Hanley's first book Leave The Capital, a treatise on the rise of Manchester's recording industry, was published in November 2017 by Route Books.
His second book Have a Bleedin Guess, which describes the making and impact of The Fall's Hex Enduction Hour, was published in October 2019, also by Route Books.
In 2021 Paul and Steve began hosting the Fall podcast 'Oh! Brother', interviewing other Fall members, people involved with the group and fans from the world of music about their relationship with The Fall. He is also a frequent guest on the Temporary Fandoms podcast, where he has appeared on episodes about Buzzcocks and Arthur Lee's Love.

Personal life
Paul Hanley is married with three children. In 2018 he gained a B.A. (Hons) in English Literature with the Open University.
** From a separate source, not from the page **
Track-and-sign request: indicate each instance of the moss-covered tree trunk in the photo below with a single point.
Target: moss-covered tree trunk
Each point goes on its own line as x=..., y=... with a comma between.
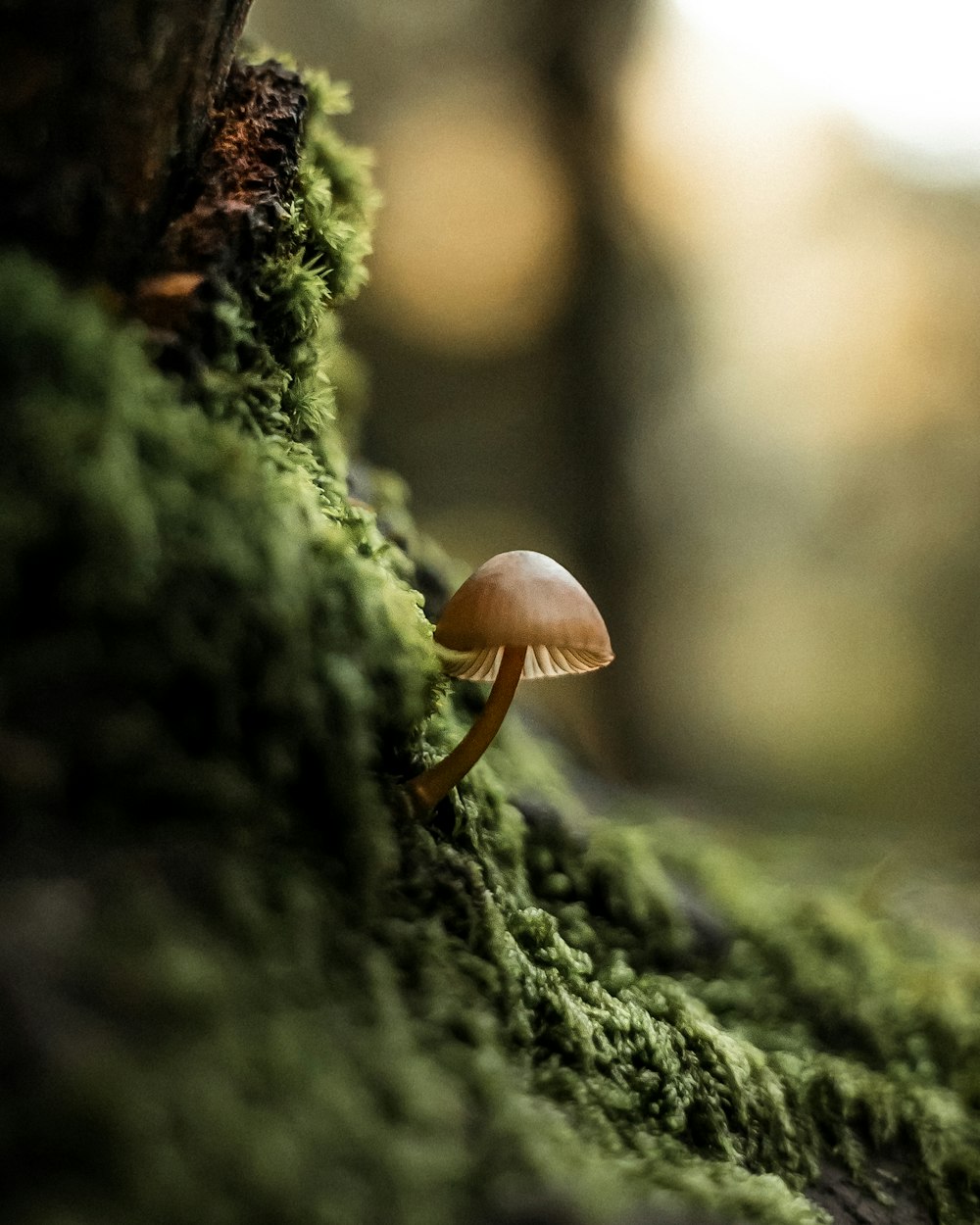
x=238, y=980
He once appeared as a contestant on the ITV quiz show, The Chase, which was shown as a repeat on 9 August 2019, and again on 6 April 2021, but was eliminated, playing for £7000 in the first round.

Discography

With The Fall

Studio albums

Live albums
 1982 Live in London 1980
 1983 Fall in a Hole (Live Auckland 1982)
 1998 Live To Air in Melbourne 1982
 2001 Austurbaejarbio (Live in Reykjavik 1983)
 2005 Live From The Vaults – Glasgow 1981
 2005 Live From The Vaults – Hof Alter Bahnhof 1981

EPs
 1984 Call For Escape Route
 1993 Kimble

Singles
 1980 How I Wrote "Elastic Man"
 1980 Totally Wired
 1981 Lie Dream of a Casino Soul
 1982 Look, Know
 1982 Marquis Cha Cha
 1983 The Man Whose Head Expanded
 1983 Kicker Conspiracy/Wings
 1984 Oh! Brother
 1984 C.R.E.E.P.
 1986 Living Too Late

VHS/DVD
 1983 Perverted By Language Bis (VHS)
 2003 Perverted By Language Bis (DVD)
 2004 Live at the Hacienda 1983–1985 (DVD)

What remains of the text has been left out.